Primers used for species discrimination by size differences of the variable region of kDNA minicircles (134–138). The primers are mapped to a composite sequence obtained from GenBank accession numbers AF308685 and JF831926 (L. major). The arrows indicate the 5′-to-3′ orientation. The variable region is not drawn to scale.

FIG 7

(A) Cytochrome b coding sequence of L. major (GenBank accession number AB095961) (163). The editing region is shown in red, and the arrow indicates the sense direction. The two overlapping fragments sequenced for typing of clinical samples, covering 887 bp in total, are depicted in green (164). Other fragments amplified for typing of both clinical samples and sand flies are shown in brown, the smallest of which (817 bp) is sequenced (165). The larger brown fragment is the outer PCR amplicon in a nested PCR approach needed for human sample analysis (166). (B) Dendrogram constructed on the basis of cytochrome b gene sequences of reference isolates reported by Luyo-Acero et al. (163), Asato et al. (82), Foulet et al. (164), and Leelayova et al. (22), complemented with the sequences under GenBank accession numbers AB433279, AB433280, AB433282, AB566382, AB566381, and AB566380. The analyzed fragment is indicated in panel A (pink fragment).

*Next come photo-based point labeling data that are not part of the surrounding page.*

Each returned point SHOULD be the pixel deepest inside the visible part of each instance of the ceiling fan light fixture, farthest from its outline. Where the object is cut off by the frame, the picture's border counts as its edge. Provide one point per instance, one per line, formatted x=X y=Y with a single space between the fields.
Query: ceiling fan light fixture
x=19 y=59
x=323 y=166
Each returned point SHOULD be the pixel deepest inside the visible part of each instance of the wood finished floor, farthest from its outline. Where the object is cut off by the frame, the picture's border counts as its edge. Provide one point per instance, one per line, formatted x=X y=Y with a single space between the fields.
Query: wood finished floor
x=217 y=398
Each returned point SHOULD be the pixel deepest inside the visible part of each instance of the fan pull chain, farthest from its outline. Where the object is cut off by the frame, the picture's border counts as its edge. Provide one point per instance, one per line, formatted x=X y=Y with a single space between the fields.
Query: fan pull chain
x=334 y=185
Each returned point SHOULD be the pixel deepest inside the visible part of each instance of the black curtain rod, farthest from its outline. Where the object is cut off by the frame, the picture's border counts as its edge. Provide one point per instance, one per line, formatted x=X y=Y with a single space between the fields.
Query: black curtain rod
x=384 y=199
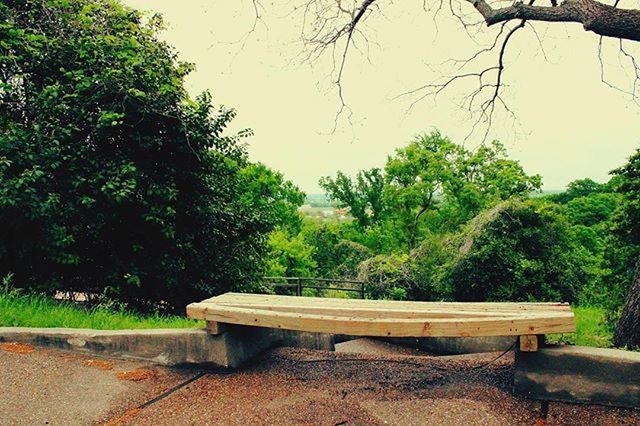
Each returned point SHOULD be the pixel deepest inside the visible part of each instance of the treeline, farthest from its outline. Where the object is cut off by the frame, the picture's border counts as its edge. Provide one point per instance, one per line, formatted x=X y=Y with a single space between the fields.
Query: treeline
x=113 y=180
x=440 y=222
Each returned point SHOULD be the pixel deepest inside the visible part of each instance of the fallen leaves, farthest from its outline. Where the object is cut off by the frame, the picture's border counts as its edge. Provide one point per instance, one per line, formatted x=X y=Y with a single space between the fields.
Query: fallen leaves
x=136 y=375
x=100 y=364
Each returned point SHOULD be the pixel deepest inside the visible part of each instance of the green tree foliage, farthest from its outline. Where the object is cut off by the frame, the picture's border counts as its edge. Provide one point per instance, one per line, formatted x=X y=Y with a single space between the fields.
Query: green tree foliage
x=362 y=195
x=623 y=244
x=267 y=193
x=111 y=177
x=385 y=277
x=579 y=188
x=417 y=174
x=290 y=256
x=519 y=251
x=431 y=180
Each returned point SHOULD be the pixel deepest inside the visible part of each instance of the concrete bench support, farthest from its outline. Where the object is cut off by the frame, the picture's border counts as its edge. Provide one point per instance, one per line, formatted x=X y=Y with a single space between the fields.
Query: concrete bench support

The dendrogram was constructed by the neighbor-joining method and is based on uncorrected p-distances (the scale is shown below, in substitutions per nucleotide). Bootstrap values from a 2,000-replicate analysis are depicted in percentages at the internodes, when higher than 70%. The dendrogram was constructed with the software package MEGA5 (253).

FIG 8

Mapping of hsp70 fragments used in different studies to the complete coding region of the HSP70 gene (GenBank accession number XM001684512.1) (the arrow indicates the sense direction). These regions were used in either RFLP or sequence analysis (66, 194, 196, 197, 200).

FIG 9

Miniexon repeat of L. major (GenBank accession number X69449). The nontranscribed spacer varies in length and sequence between species, from 51 to 341 bp (209). The PCR product amplified in the assay of Marfurt et al. (209) is indicated, whereby primers are shown with arrows in the 5′-to-3′ direction. All regions are drawn to scale.

FIG 10

Relative use of different species typing methods and targets in the 161 studies where parasite typing was done. The numbers give the percentages of studies using the different methods. The total percentage is more than 100, as many studies used more than one technique.